We see the British government decidedly moving away from U.S. foreign policy on Iraq in an article reporting that British General Sir Mike Jackson, now retired as former chief of the general staff is criticizing former U.S. Defense Secretary Donald Rumsfeld as "intellectually bankrupt". Jackson's belief is that all of the U.S. State Department efforts had been undermined and wasted by the Bush administration's heavy focus on military power.

Since Gordon Brown succeeded Tony Blair as British prime minister in June, there has been increasing criticism in the U.S. press of British forces' role in southern Iraq and speculation has increased that Brown could speed up the withdrawal of British forces. source: Reuters


The Yorkshire Ranter has noted that the clock is ticking ever faster on British withdrawal from Iraq.

Among the British experts, the arguments to stay or go sound oddly familiar:

Toby Dodge, an Iraq expert at the University of London and IISS who recently visited Basra and Baghdad, is a strong critic of British policy. "Britain signed up for war with too few troops and too inactive a policy in the south," he said. "We have never managed to 'clear and hold' in Basra. The approach has been to muddle through and let the situation find its own level, which has resulted in anarchy, violence and criminality. Over the past four years this has become a self-fulfilling prophecy by the British top brass, who are responsible for much of it."

Dr Dodge does not believe that Britain would be justified in withdrawing. "There is a lot of criminality and inter-faction violence in the British zone, but you could argue that it would get worse if British forces left," he said. "In my view we can't cut and run from a problem we have created."

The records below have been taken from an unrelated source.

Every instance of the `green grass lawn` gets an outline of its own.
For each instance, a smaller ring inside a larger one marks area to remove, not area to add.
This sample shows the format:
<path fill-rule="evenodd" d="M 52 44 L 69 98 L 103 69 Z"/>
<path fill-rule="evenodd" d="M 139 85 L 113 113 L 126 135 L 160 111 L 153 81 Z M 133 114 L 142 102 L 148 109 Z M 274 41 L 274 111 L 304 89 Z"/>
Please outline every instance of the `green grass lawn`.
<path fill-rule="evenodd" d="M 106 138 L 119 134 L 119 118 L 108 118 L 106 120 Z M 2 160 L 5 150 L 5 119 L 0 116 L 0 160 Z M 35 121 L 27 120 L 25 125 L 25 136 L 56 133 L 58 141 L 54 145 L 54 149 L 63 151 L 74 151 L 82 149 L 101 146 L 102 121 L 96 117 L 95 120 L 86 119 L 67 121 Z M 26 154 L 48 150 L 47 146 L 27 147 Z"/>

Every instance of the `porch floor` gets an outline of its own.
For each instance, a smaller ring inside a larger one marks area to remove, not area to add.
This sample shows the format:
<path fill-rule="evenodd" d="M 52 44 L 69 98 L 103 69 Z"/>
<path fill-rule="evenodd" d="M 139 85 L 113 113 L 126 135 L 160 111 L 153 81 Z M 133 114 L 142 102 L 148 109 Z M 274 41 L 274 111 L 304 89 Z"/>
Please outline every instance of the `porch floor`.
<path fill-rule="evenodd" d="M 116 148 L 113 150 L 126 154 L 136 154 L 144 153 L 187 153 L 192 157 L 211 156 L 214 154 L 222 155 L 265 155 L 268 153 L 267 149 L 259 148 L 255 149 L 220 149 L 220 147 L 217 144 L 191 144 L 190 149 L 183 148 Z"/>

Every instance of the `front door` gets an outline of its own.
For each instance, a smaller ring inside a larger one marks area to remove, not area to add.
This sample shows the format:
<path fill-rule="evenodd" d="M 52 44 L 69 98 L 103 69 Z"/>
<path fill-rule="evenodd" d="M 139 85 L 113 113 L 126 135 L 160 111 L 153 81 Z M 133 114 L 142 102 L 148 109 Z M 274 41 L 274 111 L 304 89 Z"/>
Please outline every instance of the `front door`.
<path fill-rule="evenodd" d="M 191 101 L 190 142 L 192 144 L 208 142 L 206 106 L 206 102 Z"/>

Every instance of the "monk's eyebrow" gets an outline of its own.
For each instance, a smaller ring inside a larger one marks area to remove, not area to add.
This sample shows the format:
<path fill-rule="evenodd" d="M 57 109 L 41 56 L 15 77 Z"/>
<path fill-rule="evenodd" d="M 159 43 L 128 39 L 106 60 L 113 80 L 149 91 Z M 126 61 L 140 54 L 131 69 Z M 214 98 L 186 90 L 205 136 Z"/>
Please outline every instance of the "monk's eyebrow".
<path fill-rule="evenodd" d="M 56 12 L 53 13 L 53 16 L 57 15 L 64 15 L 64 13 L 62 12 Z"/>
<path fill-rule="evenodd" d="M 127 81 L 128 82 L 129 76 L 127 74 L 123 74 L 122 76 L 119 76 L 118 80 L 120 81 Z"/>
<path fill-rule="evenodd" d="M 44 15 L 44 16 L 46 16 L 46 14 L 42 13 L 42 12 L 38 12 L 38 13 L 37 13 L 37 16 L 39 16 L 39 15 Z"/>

But in his outburst last autumn the head of the Army, General Sir Richard Dannatt, came close to implying that further British sacrifices in Iraq were pointless. He said the British presence was "exacerbating" the security situation and that the troops should leave "soon". Commanders argue that the majority of attacks in Basra are on British forces – between 85 and 90 per cent, they estimate – and point out that when Iraqi forces have taken over other British bases in Basra city, such as the Shatt al-Arab hotel, violence has fallen. "We are a major part of the problem," said one officer. "Without us the murder rate would be lower than in Washington DC."